Ya desde el aire, a mi llegada en avión, quedé impactada: Un rectángulo perfectamente definido, Norte, Sur, Este, Oeste, con unos 14 km de perímetro y unos 16m de anchura que provoca un claro “dentro-fuera”, dos zonas completamente diferenciadas entre sí.

 

Objetivamente se trata de una barrera, (defensiva en su momento), un límite físico que hoy en día ha quedado perfectamente integrado en su urbanismo y en su vida cotidiana.

La muralla se ha convertido en un agradable paseo elevado sobre la ciudad, un lugar privilegiado desde donde observar los pequeños detalles de sus calles y arquitectura y que se puede recorrer tanto a pie como en bicicleta.
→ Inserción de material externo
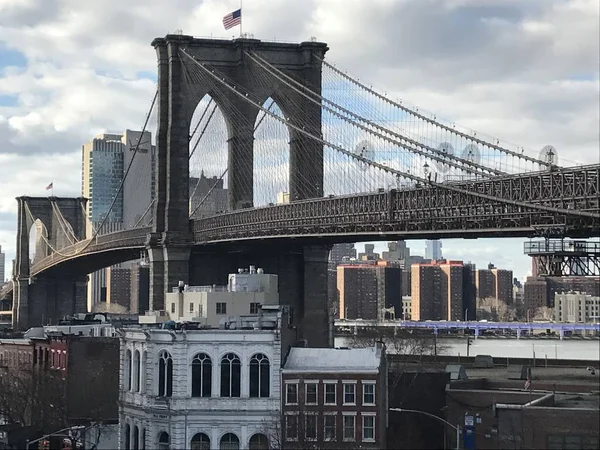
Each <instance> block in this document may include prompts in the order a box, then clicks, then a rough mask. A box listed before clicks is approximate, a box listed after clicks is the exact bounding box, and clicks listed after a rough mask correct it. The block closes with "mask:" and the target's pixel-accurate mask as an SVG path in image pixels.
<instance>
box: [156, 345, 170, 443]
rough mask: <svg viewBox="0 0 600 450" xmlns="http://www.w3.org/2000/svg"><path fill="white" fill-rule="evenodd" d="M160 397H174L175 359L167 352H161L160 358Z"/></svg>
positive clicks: (159, 387) (166, 351)
mask: <svg viewBox="0 0 600 450" xmlns="http://www.w3.org/2000/svg"><path fill="white" fill-rule="evenodd" d="M158 395H159V397H170V396H171V395H173V358H171V354H170V353H169V352H168V351H166V350H163V351H162V352H160V355H159V357H158ZM165 434H166V433H165ZM167 437H168V434H167Z"/></svg>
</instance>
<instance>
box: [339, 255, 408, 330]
mask: <svg viewBox="0 0 600 450" xmlns="http://www.w3.org/2000/svg"><path fill="white" fill-rule="evenodd" d="M401 273H402V270H401V269H400V267H398V265H397V264H394V263H393V262H389V261H377V263H375V264H343V265H339V266H337V291H338V296H339V317H340V318H342V319H365V320H376V319H381V318H383V312H382V310H383V308H392V307H393V308H395V312H396V315H400V314H401V312H402V276H401Z"/></svg>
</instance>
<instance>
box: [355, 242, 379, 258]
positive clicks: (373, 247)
mask: <svg viewBox="0 0 600 450" xmlns="http://www.w3.org/2000/svg"><path fill="white" fill-rule="evenodd" d="M358 259H360V260H361V261H377V260H379V253H375V244H365V251H364V253H359V254H358Z"/></svg>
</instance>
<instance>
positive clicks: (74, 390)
mask: <svg viewBox="0 0 600 450" xmlns="http://www.w3.org/2000/svg"><path fill="white" fill-rule="evenodd" d="M50 328H54V329H55V331H49V330H50ZM88 328H89V327H85V326H84V327H81V326H65V327H60V326H59V327H46V328H39V329H36V328H33V329H30V330H29V331H28V332H27V333H26V335H25V338H22V339H0V416H4V420H5V421H6V422H8V423H16V422H18V423H19V424H21V425H22V426H23V427H26V428H27V430H28V431H27V433H28V434H23V433H21V438H22V439H25V437H29V438H30V439H34V438H36V437H39V436H40V435H42V434H44V433H48V432H52V431H55V430H57V429H59V428H63V427H66V426H68V425H76V424H87V423H91V422H92V421H102V422H110V421H114V420H116V419H118V404H117V401H118V374H119V340H118V339H117V338H110V337H95V336H90V335H89V333H88V332H87V331H88ZM58 329H60V330H61V331H57V330H58ZM66 329H70V333H71V334H65V332H64V331H65V330H66ZM80 331H81V335H80V333H79V332H80ZM84 331H85V334H86V335H85V336H84V335H83V334H84ZM23 436H25V437H23ZM13 444H14V443H13ZM15 445H22V444H21V443H19V442H17V443H16V444H15Z"/></svg>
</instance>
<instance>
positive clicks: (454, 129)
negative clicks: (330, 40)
mask: <svg viewBox="0 0 600 450" xmlns="http://www.w3.org/2000/svg"><path fill="white" fill-rule="evenodd" d="M314 57H315V58H316V59H317V60H318V61H320V62H321V63H322V64H324V65H325V66H326V67H327V68H329V69H331V70H333V71H334V72H335V73H337V74H338V75H340V76H341V77H343V78H345V79H346V80H348V81H349V82H351V83H352V84H354V85H356V86H358V87H360V88H362V89H364V90H365V91H367V92H368V93H369V94H372V95H374V96H375V97H377V98H379V99H380V100H383V101H385V102H387V103H389V104H390V105H393V106H395V107H396V108H399V109H401V110H402V111H404V112H405V113H407V114H410V115H412V116H414V117H417V118H419V119H421V120H424V121H425V122H428V123H430V124H432V125H435V126H436V127H440V128H442V129H443V130H446V131H448V132H450V133H453V134H456V135H458V136H460V137H462V138H465V139H468V140H471V141H473V142H476V143H478V144H480V145H483V146H485V147H489V148H492V149H494V150H497V151H499V152H502V153H505V154H507V155H511V156H514V157H517V158H521V159H525V160H527V161H530V162H533V163H536V164H540V165H543V166H546V167H551V166H552V164H551V163H549V162H547V161H542V160H540V159H537V158H533V157H531V156H527V155H525V154H521V153H517V152H514V151H512V150H509V149H507V148H504V147H500V146H499V145H496V144H492V143H490V142H486V141H483V140H481V139H479V138H477V137H475V136H470V135H468V134H466V133H463V132H461V131H458V130H455V129H454V128H451V127H449V126H447V125H444V124H443V123H440V122H437V121H436V120H433V119H430V118H429V117H425V116H424V115H422V114H419V113H418V112H416V111H414V110H412V109H410V108H407V107H406V106H403V105H402V104H400V103H397V102H395V101H393V100H391V99H389V98H387V97H385V96H384V95H381V94H380V93H379V92H377V91H374V90H373V89H371V88H369V87H368V86H365V85H364V84H362V83H361V82H360V81H358V80H355V79H354V78H352V77H351V76H349V75H347V74H345V73H344V72H342V71H341V70H339V69H338V68H336V67H335V66H332V65H331V64H329V63H328V62H327V61H325V60H324V59H322V58H319V57H318V56H316V55H314Z"/></svg>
Las puertas, principales y secundarias en cada uno de sus lados, son focos de actividad constante; no solo tráfico, sino también de pequeños puestos y actividades callejeras que se agrupan en sus alrededores.

El antiguo foso se ha transformado en un remanso de paz, agua y zonas verdes que actúan, junto con la propia muralla de filtro y que permanece activa durante todo el día, como lugar de tránsito o donde pasar la tarde bajo la sombra de un árbol, charlar, o hacer ejercicio.

En cierto modo, este perímetro define a su vez su interior; un “dentro” que queda estructurado sobre dos ejes perpendiculares Norte-Sur, Este-Oeste. Y cuatro cuadrantes, entre los que destaca uno de ellos en particular; el barrio musulmán, una zona que no descansa, un enjambre de pequeñas tiendas, restaurantes y puestos callejeros donde sobreviven tradiciones, productos y costumbres musulmanas.

Un hervidero de actividad que, aunque caótico, deja entrever un orden que solo quienes residen allí pueden comprender.

 

 Muralla, Urbanismo y barrio musulmán son, a mi forma de ver, las tres características que definen Xi’an y que sin duda la hacen especial.